Emsal Mahkeme Kararı İstanbul Anadolu 10. Asliye Ticaret Mahkemesi 2021/146 E. 2021/509 K. 22.06.2021 T.

Görüntülediğiniz mahkeme kararı henüz kesinleşmemiştir. Yararlı olması amacıyla eklenmiştir.

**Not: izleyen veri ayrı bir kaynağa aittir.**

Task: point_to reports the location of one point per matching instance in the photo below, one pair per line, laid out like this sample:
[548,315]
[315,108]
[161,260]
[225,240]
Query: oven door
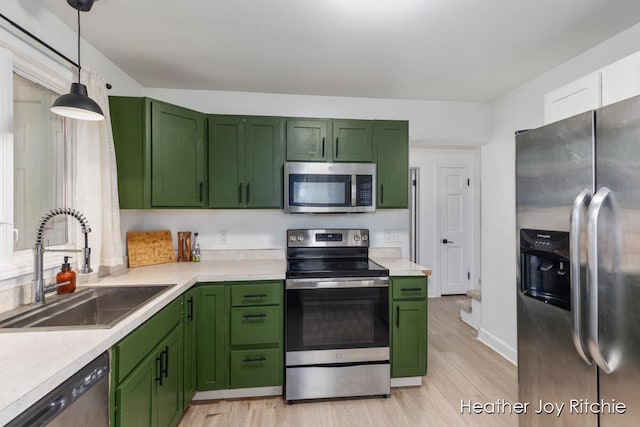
[338,320]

T.C. İstanbul Anadolu 10. ASLİYE TİCARET MAHKEMESİ
GEREKÇELİ KARAR
ESAS NO : 2021/146 Esas
KARAR NO : 2021/509

DAVA : Tazminat (Rücuen Tazminat)
DAVA TARİHİ : 05/03/2021
KARAR TARİHİ : 22/06/2021

Mahkememize tevzi edilen dava dilekçesi mahkememiz esasının yukarıda belirtilen sırasına kaydedilip incelendi
GEREĞİ DÜŞÜNÜLDÜ:
DAVA:
Davacı vekili dilekçesinde özetle; müvekkili şirketin ——-olduğunu, müvekkili şirketin sözleşme gereği —– belirlediği marka ve ürünlerin satışını yaptığını, davalının ise tüm ——dava konusu cihazın ithalatçısı ve sorumlusu olarak faaliyet göstermekte olan tek şirket olduğunu, dava dışı tüketici——- — —– dava konusu cep telefonunu satın aldığını, cihazı aldıktan bir süre sonra cihazda sorunlar yaşadığını,—- ürün ile ilgili sıkıntılarını bildirmesi üzerine, cihazın teknik servise gönderildiğini ancak teknik serviste herhangi bir işlem yapılmadığını, bunun üzerine — başvurduğunu, tüketicinin haklı bulunarak zararın müvekkili şirketten karşılandığını, üründeki ayıbın üretim aşamasından kaynaklandığını, müvekkili şirketin ——-sattığı için üründeki bu ayıbı bilmesinin mümkün olmadığını, bu nedenle uğranılan zarar olan 3.099,00 TL’nin 02/11/2020 tarihinden itibaren işleyecek ticari faizi ile birlikte davalıdan tahsili ile yargılama giderlerinin davalı şirket üzerinde bırakılmasını talep ve dava etmiştir.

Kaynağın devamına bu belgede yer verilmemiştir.